I had written her a letter, told her I had joined Vietnam. I wondered if she would ever get the letter or read it, or even answer it? I hoped she would, maybe then I'd know what she wanted from me. I can always hope I guess. I seem to be obsessing but I just can't figure it out. I'll probably end up getting killed this way. Maybe that's what I want deep down. I put out my cigarette on the bottom of my boot still transfixed in thought.
It would be night soon I think, as I looked up at the amber red sky. We’re supposed to sleep in this ditch until the helicopter shows up. IF it ever does, stranded in the dark surrounded by unknown territory. I must stay alert. I think as I look around a bit panicked. I don’t want to die I conclude or else I wouldn’t be so nervous. I shook my head trying to banish the thoughts from my head I concentrated on the land around me trying to keep my mind from wandering. I give up laying back against the wall of the trench.
I think I hear thunder or maybe it was a gunshot, I don’t know. My stay here so far has been tediously long. The hours drag on forever waiting, and watching for nothing or maybe something. I never seem to know what, neither does anyone else. I let myself wander back, back to home as I think of her. It’s all I did back home so why should here be any different? I think of her wondering why, Why did she like me? I remember her saying one night that she thought she loved me, and that she didn’t know if she liked the thought. I was offended at the time but then I thought, Do I want to her to love me? Then I’d have to love her back. I shook my head and thought of her thinking if I could love her, I decided no she was to something. I can’t figure out just what.
Her name was, not important. Mine is equally unimportant but mine is Grant, and hers was Alice. I always pictured her with blonde hair but hers was a dark shade of black almost blue. Her eyes were grey, she had a dark feel I didn’t like it, it scared me. Maybe that’s why I couldn’t love her. I was scared of her, intimidated. She had liked me, I guess maybe I had turned her away without knowing it. But I have to admit I liked being liked, so maybe that’s why I think I liked her.
I sighed, one more thought of her and I was going to go crazy I tried to think of anything but her, but it was no use I couldn’t stop thinking about her. Night fell and I fell asleep, which was probably a mistake on my part but I lived through the night so did everyone else. When I woke up I, looked around we were still waiting for the helicopter.

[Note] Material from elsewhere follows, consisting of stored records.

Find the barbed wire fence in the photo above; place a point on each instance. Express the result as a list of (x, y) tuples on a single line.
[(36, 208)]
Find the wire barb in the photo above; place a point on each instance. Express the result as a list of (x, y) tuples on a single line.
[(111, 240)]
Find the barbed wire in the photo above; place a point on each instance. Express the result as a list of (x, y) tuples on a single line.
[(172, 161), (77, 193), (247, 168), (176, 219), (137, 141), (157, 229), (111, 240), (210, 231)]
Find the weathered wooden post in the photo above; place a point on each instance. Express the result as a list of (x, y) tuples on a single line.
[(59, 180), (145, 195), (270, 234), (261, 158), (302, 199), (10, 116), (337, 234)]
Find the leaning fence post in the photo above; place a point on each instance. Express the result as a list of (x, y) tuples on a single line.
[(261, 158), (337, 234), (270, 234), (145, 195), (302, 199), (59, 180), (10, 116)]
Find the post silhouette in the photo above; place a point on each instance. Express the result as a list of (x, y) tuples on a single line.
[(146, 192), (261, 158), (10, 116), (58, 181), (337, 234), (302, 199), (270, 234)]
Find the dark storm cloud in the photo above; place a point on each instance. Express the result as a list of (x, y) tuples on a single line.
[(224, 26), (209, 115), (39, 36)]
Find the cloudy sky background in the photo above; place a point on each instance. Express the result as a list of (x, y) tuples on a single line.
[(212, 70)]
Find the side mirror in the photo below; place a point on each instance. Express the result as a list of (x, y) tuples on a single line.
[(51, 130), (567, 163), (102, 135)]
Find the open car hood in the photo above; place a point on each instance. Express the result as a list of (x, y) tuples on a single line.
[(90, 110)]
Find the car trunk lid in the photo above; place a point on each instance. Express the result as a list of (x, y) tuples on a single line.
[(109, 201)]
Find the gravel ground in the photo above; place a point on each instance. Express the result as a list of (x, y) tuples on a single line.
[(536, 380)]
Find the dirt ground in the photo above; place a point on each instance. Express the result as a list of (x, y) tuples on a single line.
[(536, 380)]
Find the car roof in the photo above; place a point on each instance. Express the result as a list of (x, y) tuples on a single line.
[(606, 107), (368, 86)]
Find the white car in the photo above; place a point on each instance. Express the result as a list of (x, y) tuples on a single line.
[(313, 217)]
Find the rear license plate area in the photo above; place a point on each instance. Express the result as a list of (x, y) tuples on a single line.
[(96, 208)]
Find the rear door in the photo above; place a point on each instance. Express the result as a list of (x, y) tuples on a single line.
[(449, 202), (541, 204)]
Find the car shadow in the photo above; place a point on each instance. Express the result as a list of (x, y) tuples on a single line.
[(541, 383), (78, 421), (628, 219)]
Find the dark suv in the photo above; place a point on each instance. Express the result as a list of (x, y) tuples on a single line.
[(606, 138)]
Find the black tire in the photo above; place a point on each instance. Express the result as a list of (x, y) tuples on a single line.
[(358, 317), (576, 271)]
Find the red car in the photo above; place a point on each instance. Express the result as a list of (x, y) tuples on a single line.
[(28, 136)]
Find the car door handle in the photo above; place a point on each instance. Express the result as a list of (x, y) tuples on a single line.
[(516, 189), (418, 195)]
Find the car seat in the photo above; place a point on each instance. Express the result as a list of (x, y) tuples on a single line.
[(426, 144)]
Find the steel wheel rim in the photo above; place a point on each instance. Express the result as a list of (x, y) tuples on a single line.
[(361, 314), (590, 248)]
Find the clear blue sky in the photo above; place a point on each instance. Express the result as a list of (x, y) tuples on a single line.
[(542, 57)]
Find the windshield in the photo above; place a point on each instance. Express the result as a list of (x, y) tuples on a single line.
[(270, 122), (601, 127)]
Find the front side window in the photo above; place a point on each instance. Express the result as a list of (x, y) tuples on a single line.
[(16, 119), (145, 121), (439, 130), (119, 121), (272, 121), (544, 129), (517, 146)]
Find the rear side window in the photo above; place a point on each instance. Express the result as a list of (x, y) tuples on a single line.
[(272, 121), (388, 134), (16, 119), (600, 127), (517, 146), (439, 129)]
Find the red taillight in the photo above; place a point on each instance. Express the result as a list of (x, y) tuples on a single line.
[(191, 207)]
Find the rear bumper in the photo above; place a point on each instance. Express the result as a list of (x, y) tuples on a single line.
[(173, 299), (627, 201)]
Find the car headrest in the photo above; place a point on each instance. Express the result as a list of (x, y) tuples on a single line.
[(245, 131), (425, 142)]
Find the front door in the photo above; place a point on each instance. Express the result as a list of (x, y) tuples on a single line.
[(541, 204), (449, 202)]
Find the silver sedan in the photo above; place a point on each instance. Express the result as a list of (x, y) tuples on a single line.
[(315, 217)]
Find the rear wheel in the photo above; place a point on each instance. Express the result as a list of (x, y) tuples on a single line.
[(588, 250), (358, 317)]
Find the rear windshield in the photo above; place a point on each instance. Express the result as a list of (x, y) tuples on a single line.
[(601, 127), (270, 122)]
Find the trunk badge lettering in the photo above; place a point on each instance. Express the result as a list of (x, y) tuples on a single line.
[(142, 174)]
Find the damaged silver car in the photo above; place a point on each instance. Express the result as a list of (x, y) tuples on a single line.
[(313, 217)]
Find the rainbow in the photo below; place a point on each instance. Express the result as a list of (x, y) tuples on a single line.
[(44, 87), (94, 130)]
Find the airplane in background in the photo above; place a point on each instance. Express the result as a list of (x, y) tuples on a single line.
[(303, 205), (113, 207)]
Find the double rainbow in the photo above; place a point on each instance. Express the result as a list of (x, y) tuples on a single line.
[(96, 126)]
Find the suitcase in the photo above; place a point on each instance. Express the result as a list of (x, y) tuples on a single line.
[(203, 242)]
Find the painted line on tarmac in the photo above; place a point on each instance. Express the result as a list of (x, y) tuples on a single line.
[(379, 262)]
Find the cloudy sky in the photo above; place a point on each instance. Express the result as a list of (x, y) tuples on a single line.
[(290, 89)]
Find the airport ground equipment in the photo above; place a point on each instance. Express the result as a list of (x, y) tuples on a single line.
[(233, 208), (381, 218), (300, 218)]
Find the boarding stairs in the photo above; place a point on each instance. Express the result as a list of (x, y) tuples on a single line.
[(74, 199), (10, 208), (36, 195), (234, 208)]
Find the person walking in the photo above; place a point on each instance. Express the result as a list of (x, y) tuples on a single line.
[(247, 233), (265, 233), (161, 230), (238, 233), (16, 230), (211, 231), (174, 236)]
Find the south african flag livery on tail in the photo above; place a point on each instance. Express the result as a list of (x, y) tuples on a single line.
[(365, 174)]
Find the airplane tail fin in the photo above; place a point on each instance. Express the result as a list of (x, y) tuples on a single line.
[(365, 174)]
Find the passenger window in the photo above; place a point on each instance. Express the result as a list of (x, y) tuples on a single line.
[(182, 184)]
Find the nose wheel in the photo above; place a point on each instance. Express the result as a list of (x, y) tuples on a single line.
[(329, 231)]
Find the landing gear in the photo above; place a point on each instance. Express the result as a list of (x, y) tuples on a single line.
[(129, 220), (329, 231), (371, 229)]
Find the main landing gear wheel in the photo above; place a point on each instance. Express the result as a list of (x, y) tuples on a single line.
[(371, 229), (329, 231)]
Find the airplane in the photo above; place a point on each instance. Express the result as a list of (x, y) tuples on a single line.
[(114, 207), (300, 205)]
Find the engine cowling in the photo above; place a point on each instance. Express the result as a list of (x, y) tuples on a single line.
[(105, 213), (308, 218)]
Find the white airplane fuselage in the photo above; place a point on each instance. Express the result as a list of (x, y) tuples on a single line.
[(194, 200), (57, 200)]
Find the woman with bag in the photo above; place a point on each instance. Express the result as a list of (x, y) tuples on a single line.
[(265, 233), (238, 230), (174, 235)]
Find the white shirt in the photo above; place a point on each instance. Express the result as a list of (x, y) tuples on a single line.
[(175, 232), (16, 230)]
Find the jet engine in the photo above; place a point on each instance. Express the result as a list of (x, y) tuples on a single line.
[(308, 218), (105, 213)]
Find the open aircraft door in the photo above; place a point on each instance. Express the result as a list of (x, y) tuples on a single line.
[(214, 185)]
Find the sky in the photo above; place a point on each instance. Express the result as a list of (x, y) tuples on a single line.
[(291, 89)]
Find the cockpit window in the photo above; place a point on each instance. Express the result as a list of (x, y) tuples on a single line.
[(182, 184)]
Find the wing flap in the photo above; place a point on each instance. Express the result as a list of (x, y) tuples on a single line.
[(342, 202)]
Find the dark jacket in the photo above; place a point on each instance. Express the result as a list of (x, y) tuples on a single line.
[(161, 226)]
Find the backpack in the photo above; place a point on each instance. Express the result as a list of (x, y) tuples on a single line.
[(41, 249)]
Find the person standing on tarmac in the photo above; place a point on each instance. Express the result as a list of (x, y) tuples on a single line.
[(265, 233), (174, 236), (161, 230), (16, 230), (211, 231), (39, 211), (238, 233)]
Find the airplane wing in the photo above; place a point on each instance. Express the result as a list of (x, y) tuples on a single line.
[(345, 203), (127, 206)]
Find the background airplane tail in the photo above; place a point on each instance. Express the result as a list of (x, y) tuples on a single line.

As I became more alert, I had an epiphany, The thought of her seemed to make me feel as if I’d die without knowing true love, and I realized there is no such thing as true love, there’s love, there’s lust and there’s like but nothing is ever true. The lies are deeper and run through you like a river, the truth is shallow and simply grazes the top. Love is a lie and I can’t believe the truth, there’s always doubt and it hangs over me torturing me as I fight in this war and am left to think of what life would be like if it were different. I got up slowly and made my way to my gear and washed my face with the water from my canteen and dried off my face and looked up at the sun. My life is meaningless to anyone but me, so this life is for my own amusement and I’ll do what I wish with it I think as I board the helicopter after its arrival and it takes me to somewhere only the pilot knows.